Optimize Spark SQL Joins - ignacio-alorre/Spark GitHub Wiki

Spark approaches two types of cluster communication Strategy:

node-node communication strategy: Spark shuffles the data across the clusters
per-node communication strategy: Spark perform broadcast joins

Performance of Spark joins depends upon the strategy udes to tackle each scenario, which in turn relies on the size of the tables. Sort Merge join and Shuffle Hash join are the two major methods. Broadcast joins are the most preferable and efficient one because it is based on per-node communication strategy, which avoid shuffles, but it´s applicable only for a small sets of data.

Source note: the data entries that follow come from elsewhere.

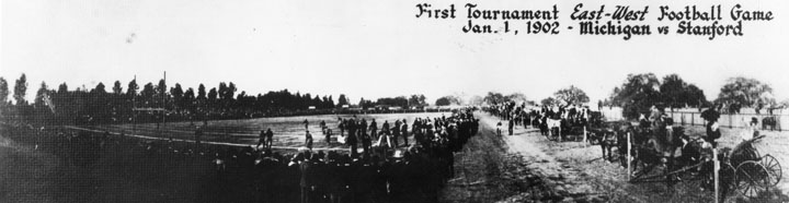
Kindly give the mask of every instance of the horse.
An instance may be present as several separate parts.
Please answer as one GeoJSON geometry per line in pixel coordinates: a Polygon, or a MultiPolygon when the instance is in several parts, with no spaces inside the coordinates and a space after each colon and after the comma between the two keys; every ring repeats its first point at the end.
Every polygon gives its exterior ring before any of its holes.
{"type": "Polygon", "coordinates": [[[762,119],[762,130],[767,130],[767,127],[769,127],[769,130],[774,131],[777,124],[778,122],[775,117],[765,117],[762,119]]]}

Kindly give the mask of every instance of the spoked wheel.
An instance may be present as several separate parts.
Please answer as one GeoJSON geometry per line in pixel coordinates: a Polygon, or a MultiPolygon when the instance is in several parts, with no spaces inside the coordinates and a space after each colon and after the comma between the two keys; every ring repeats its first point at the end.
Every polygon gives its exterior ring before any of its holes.
{"type": "Polygon", "coordinates": [[[548,131],[550,131],[550,132],[546,136],[548,138],[549,141],[557,141],[559,139],[559,129],[558,128],[551,128],[548,131]],[[556,131],[553,129],[556,129],[556,131]]]}
{"type": "Polygon", "coordinates": [[[778,160],[773,157],[773,155],[767,154],[762,157],[761,164],[767,169],[767,172],[769,174],[770,186],[777,186],[782,176],[780,163],[778,163],[778,160]]]}
{"type": "Polygon", "coordinates": [[[755,160],[747,160],[736,167],[735,182],[737,190],[747,198],[756,198],[770,187],[767,168],[755,160]]]}
{"type": "Polygon", "coordinates": [[[597,133],[588,132],[586,135],[586,141],[590,142],[590,145],[597,145],[601,144],[597,133]]]}

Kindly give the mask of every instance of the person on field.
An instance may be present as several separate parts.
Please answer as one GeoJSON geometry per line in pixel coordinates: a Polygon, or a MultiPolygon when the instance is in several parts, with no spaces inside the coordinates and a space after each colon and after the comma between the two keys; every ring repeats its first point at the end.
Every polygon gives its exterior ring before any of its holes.
{"type": "Polygon", "coordinates": [[[312,134],[310,134],[309,131],[305,133],[305,145],[312,151],[312,134]]]}
{"type": "Polygon", "coordinates": [[[507,130],[510,130],[510,135],[513,134],[514,128],[515,128],[515,121],[513,121],[513,119],[510,119],[510,126],[507,127],[507,130]]]}
{"type": "Polygon", "coordinates": [[[403,144],[408,146],[408,122],[403,119],[402,126],[400,126],[400,135],[403,136],[403,144]]]}
{"type": "Polygon", "coordinates": [[[199,148],[201,145],[201,136],[203,136],[203,128],[197,128],[197,130],[195,130],[195,144],[197,148],[199,148]]]}
{"type": "Polygon", "coordinates": [[[261,130],[261,134],[258,135],[258,136],[260,136],[260,138],[258,139],[258,146],[255,146],[255,148],[260,148],[260,145],[261,145],[261,144],[263,144],[263,146],[265,146],[265,143],[266,143],[266,141],[265,141],[265,131],[264,131],[264,130],[261,130]]]}
{"type": "Polygon", "coordinates": [[[345,136],[345,120],[338,118],[338,128],[340,129],[340,136],[345,136]]]}
{"type": "Polygon", "coordinates": [[[710,143],[712,147],[718,147],[716,140],[721,136],[720,126],[718,124],[718,118],[720,118],[718,110],[720,108],[722,108],[722,105],[719,104],[717,107],[711,107],[701,112],[701,118],[707,120],[707,134],[704,139],[710,143]]]}
{"type": "Polygon", "coordinates": [[[496,135],[501,136],[501,121],[496,123],[496,135]]]}
{"type": "Polygon", "coordinates": [[[392,131],[392,135],[393,135],[392,140],[395,141],[395,147],[400,146],[400,144],[398,144],[398,141],[397,141],[398,138],[400,136],[400,120],[395,121],[395,128],[392,128],[391,131],[392,131]]]}
{"type": "Polygon", "coordinates": [[[389,133],[389,121],[385,120],[384,124],[381,124],[381,133],[391,134],[389,133]]]}
{"type": "Polygon", "coordinates": [[[375,119],[370,121],[370,126],[368,128],[370,132],[370,139],[378,139],[378,123],[375,122],[375,119]]]}
{"type": "Polygon", "coordinates": [[[271,129],[266,129],[266,148],[271,150],[271,145],[274,143],[274,132],[271,129]]]}

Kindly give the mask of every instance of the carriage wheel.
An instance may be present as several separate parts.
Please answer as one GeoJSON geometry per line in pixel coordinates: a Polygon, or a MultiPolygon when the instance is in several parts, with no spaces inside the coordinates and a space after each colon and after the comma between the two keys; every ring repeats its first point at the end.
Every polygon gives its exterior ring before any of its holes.
{"type": "Polygon", "coordinates": [[[586,141],[590,142],[590,145],[599,144],[599,140],[597,140],[597,134],[593,132],[588,132],[588,134],[586,135],[586,141]]]}
{"type": "Polygon", "coordinates": [[[551,128],[551,129],[549,129],[548,131],[550,131],[550,132],[548,133],[548,140],[549,140],[549,141],[557,141],[557,140],[559,140],[559,133],[560,133],[560,132],[559,132],[559,128],[551,128]],[[556,129],[556,131],[553,131],[553,129],[556,129]]]}
{"type": "Polygon", "coordinates": [[[734,177],[737,190],[748,198],[758,196],[770,186],[767,168],[755,160],[740,164],[736,167],[734,177]]]}
{"type": "Polygon", "coordinates": [[[778,160],[773,157],[773,155],[767,154],[762,157],[761,164],[767,169],[767,172],[769,174],[770,186],[777,186],[782,176],[780,163],[778,163],[778,160]]]}

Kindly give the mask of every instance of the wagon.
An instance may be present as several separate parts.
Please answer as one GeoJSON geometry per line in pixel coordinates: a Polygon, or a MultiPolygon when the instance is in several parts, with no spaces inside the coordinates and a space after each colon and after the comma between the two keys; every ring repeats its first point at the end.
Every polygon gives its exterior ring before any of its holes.
{"type": "MultiPolygon", "coordinates": [[[[729,191],[737,191],[744,196],[756,198],[780,182],[782,169],[778,160],[769,154],[762,155],[753,146],[753,143],[763,138],[764,135],[761,135],[744,141],[731,150],[722,148],[718,154],[719,186],[723,196],[729,191]]],[[[684,159],[686,162],[655,154],[644,155],[649,148],[634,145],[632,151],[640,155],[631,162],[633,172],[630,175],[630,181],[665,181],[671,186],[676,181],[700,180],[702,187],[711,189],[713,186],[711,148],[702,147],[704,141],[699,139],[689,142],[690,148],[683,152],[684,156],[690,156],[684,159]]]]}
{"type": "Polygon", "coordinates": [[[721,174],[733,174],[734,180],[728,187],[734,187],[748,198],[756,198],[776,187],[782,178],[780,163],[769,154],[762,155],[753,146],[754,142],[763,138],[764,135],[761,135],[744,141],[731,151],[728,162],[724,158],[724,162],[721,163],[721,174]]]}

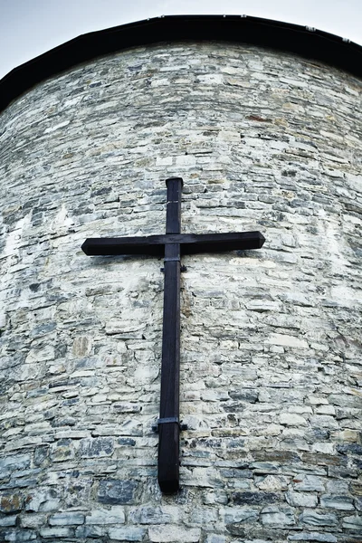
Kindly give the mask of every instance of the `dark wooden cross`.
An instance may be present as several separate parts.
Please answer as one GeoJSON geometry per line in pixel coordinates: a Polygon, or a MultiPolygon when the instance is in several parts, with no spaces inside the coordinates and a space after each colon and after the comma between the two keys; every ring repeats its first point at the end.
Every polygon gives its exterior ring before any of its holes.
{"type": "Polygon", "coordinates": [[[180,258],[182,254],[260,249],[260,232],[234,233],[180,233],[183,180],[166,181],[167,203],[166,234],[146,237],[89,238],[81,245],[90,255],[164,255],[164,315],[162,333],[161,401],[157,421],[158,483],[162,492],[179,487],[179,373],[180,373],[180,258]]]}

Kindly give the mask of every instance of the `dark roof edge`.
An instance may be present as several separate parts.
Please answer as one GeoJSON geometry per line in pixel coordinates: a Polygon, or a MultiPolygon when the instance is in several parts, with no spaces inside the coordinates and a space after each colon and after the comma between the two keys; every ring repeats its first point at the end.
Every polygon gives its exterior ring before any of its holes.
{"type": "Polygon", "coordinates": [[[162,15],[82,34],[14,68],[0,81],[0,111],[33,85],[81,62],[137,45],[183,40],[271,47],[362,78],[362,46],[320,30],[246,15],[162,15]]]}

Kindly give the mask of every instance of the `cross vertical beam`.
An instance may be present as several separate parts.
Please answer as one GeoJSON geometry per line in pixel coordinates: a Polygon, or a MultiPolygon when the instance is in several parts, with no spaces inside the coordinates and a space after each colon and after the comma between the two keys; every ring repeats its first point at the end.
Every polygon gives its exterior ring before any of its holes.
{"type": "MultiPolygon", "coordinates": [[[[182,179],[167,180],[166,233],[180,233],[182,179]]],[[[180,383],[180,243],[165,245],[161,400],[158,419],[158,484],[164,493],[178,491],[180,383]]]]}
{"type": "Polygon", "coordinates": [[[89,256],[108,254],[165,255],[164,319],[160,418],[157,422],[158,482],[162,492],[179,488],[180,255],[260,249],[260,232],[180,233],[183,181],[171,177],[167,186],[166,233],[146,237],[87,238],[81,249],[89,256]]]}

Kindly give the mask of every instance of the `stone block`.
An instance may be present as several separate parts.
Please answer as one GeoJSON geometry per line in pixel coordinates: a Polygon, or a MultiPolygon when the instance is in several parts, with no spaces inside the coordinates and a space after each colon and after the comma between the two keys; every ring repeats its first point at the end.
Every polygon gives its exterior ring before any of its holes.
{"type": "Polygon", "coordinates": [[[113,506],[110,509],[93,509],[90,513],[86,516],[86,524],[124,524],[125,512],[124,508],[120,506],[113,506]]]}
{"type": "Polygon", "coordinates": [[[345,511],[354,510],[355,509],[353,498],[338,494],[323,494],[320,496],[320,507],[345,511]]]}
{"type": "Polygon", "coordinates": [[[261,511],[263,526],[284,527],[295,524],[294,512],[290,507],[272,505],[264,507],[261,511]]]}
{"type": "Polygon", "coordinates": [[[309,526],[337,526],[338,519],[334,513],[306,510],[300,515],[300,522],[309,526]]]}
{"type": "Polygon", "coordinates": [[[362,515],[353,515],[351,517],[344,517],[342,520],[343,528],[347,529],[356,530],[359,534],[362,533],[362,515]]]}
{"type": "Polygon", "coordinates": [[[152,543],[198,543],[201,529],[183,528],[176,524],[151,526],[148,529],[148,537],[152,543]]]}
{"type": "Polygon", "coordinates": [[[110,456],[113,453],[114,439],[112,437],[96,437],[81,440],[79,453],[85,458],[110,456]]]}
{"type": "Polygon", "coordinates": [[[288,541],[315,541],[320,543],[337,543],[338,539],[333,534],[319,532],[300,532],[288,536],[288,541]]]}
{"type": "Polygon", "coordinates": [[[108,530],[110,539],[115,541],[143,541],[146,530],[142,528],[129,526],[125,528],[110,528],[108,530]]]}
{"type": "Polygon", "coordinates": [[[71,526],[73,524],[83,524],[84,515],[78,511],[64,511],[63,513],[55,513],[49,517],[49,526],[71,526]]]}
{"type": "Polygon", "coordinates": [[[318,496],[311,492],[289,491],[285,498],[291,507],[317,507],[318,504],[318,496]]]}
{"type": "Polygon", "coordinates": [[[0,511],[2,513],[15,513],[23,507],[23,498],[19,494],[3,494],[0,497],[0,511]]]}
{"type": "Polygon", "coordinates": [[[317,475],[300,473],[293,477],[292,482],[294,490],[298,491],[323,492],[327,481],[317,475]]]}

Sort-Merge Join It is composed of 2 steps:

1st: Sort the datasets.
2nd: Merge the sorted data in the partition by iterating over the elements and according to the join key, join the rows which have the same value.

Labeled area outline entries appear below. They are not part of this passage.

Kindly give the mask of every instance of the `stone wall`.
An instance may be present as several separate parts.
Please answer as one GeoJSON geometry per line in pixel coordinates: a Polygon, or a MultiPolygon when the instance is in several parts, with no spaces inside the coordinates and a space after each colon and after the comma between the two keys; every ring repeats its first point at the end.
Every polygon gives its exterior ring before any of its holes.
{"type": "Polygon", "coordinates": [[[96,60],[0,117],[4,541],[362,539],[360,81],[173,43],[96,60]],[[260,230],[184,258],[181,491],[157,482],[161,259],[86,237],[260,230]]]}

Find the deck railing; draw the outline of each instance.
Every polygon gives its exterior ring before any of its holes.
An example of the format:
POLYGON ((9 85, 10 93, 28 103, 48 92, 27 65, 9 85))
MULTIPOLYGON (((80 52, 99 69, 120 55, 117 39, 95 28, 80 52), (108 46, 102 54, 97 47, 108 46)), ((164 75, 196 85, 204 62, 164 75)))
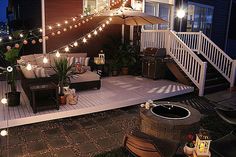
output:
POLYGON ((202 32, 178 32, 180 39, 193 51, 203 55, 222 76, 234 86, 236 61, 231 59, 221 48, 202 32), (193 44, 195 42, 195 45, 193 44))
POLYGON ((141 50, 146 47, 166 48, 167 53, 204 94, 207 63, 203 62, 173 31, 142 31, 141 50))

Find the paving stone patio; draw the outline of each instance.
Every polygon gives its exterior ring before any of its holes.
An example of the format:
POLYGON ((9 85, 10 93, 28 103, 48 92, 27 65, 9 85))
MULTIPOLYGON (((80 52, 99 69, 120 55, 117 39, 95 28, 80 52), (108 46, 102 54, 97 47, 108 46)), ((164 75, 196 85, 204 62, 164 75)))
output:
MULTIPOLYGON (((215 107, 207 99, 195 95, 166 100, 191 105, 202 114, 214 112, 215 107)), ((9 129, 8 136, 0 139, 0 157, 94 156, 122 146, 125 133, 137 128, 138 124, 139 105, 14 127, 9 129)))

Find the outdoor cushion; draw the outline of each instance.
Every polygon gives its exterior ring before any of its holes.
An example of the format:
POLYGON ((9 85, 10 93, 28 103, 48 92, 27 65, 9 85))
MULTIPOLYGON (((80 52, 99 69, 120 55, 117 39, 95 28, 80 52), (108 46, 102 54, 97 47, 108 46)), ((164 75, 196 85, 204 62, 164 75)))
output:
POLYGON ((89 81, 97 81, 100 80, 100 76, 97 73, 87 71, 83 74, 73 75, 70 81, 71 83, 78 83, 78 82, 89 82, 89 81))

To accomplish ideal performance in Sort Merge Join:

Make sure the partition have been co-located. Otherwise, there will be shuffle operations to co-locate the data as it has pre-requirement that all rows having the same value for the join key should be stored in the same partition
The DataFrame should be distributed uniformly on the joining columns
To leverage parallelism the DataFrame should have an adequate number of unique keys

Shuffle Hash Join Works based on the concept of map reduce. Map through the data frames and use the values of the join column as output key. Shuffles the DataFrames based on the output keys and join the DataFrames in the reduce phase, as the rows from the different data frame with the same keys will ended up in the same machine.

Creating a Hash Table is costly, and it can be done only when the average size of a single partition is small enough to build a hash table.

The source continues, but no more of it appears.